Schick replied, “What the compulsory education law says explicitly is that a parent has to ensure that the child will receive instruction that is substantially equivalent. There is a mandate on parents not on schools. It is not a statute on schools and that’s why in two of these regulations for decades, the published guidance of SED [state education department] says that local school authorities have no direct authority over public schools. The goal was to make sure the child gets educated. Parents have the authority to direct that through a combination of sources.

“They are not at risk of a negative substantial equivalency determination. The four of the five schools are deemed substantially equivalent by virtue of their registration. The fifth school might be subject to periodic reviews. I’m informed that the Rabbi Jacob Joseph school is interested in pursuing another pathway, the assessment pathway, which would entitle this to be a substantial equivalent school,” Schick added.

Garry then wanted to know what the harm is with the current regulation. “I think you have to concede that there has been no impact to date on any of the organizations or petitioners,” she said.

“Schools suffer a harm when SED holds over the prospect that parents can be charged with criminal penalties. The compulsory education law has an enforcement mechanism in it. It says that a parent who does not comply with its compulsory education obligation, a parent who doesn’t ensure that his or her child receives instruction as substantially equivalent, is subject to a range of penalties, not only monetary penalties running through criminal penalties. The only difference is that they have to deal with it,” Schick said. “These are the two changes that these regulations make. The regulations want to make the school subject for the penalty and more important, which is even worse, SED said, we have the unilateral authority to be judge, jury and executioner. We repromulgate these regulations, we interpret them, we review the schools and say which ones don’t comply and then we mete out the penalties.”

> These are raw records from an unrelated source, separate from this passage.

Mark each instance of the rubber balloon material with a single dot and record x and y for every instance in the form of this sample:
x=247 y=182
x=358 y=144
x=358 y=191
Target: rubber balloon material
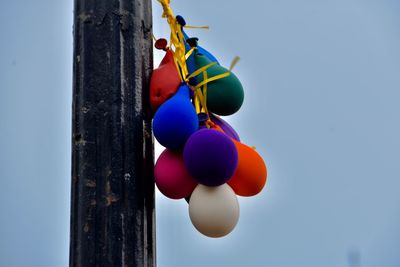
x=226 y=128
x=214 y=211
x=251 y=174
x=224 y=96
x=210 y=157
x=176 y=120
x=164 y=82
x=171 y=176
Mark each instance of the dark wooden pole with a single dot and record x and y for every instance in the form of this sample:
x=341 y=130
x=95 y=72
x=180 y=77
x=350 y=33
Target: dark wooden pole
x=112 y=201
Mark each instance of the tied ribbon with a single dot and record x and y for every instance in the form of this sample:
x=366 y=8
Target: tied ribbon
x=176 y=38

The arguments were livestreamed for a wider audience that could not make it to the courtroom at Albany Law School.

One observer from afar thought the concept of substantially equivalent is a low bar to obtain. “We have a right as a government agency to declare if a school is doing what they are supposed to be doing or not,” Beatrice Weber, executive director of YAFFED (Young Advocates for Fair Education) told The Jewish Link. “They can be a school and I think that’s what is clear. They can be a religious school and teach all they want but don’t pretend you’re teaching the kids basic subjects. Don’t pretend you’re being a school. You’re being just like a music school but don’t pretend you’re teaching the children the basic core subjects. That’s part of the substantial equivalency, which is a law.”

YAFFED is often seen as an antagonist against some yeshiva education. The advocacy group leader maintains this is not a fight solely against Jewish private schools.

“We have no fight with yeshivas. The ruling is going to apply across the board for all nonpublic schools across the state, not just yeshivas. Some of the Amish schools aren’t teaching a substantially equivalent curriculum,” Weber said. “This is not directed against yeshivas. This is directed against all nonpublic schools. Putting a process in place whereby the law that was written back 100 years ago is actually followed and making sure [it’s followed]. Children need to get an education. There are yeshivas that don’t give children an education and we need to take legal action to move them along, we do, we have and we will. The issue is the children. How do the children get an education? How do we make sure that happens?”

If there is a split decision, there is a court of last resort, the Court of Appeals, the state’s highest court. A ruling is expected to be handed down by the Appellate Division panel in June.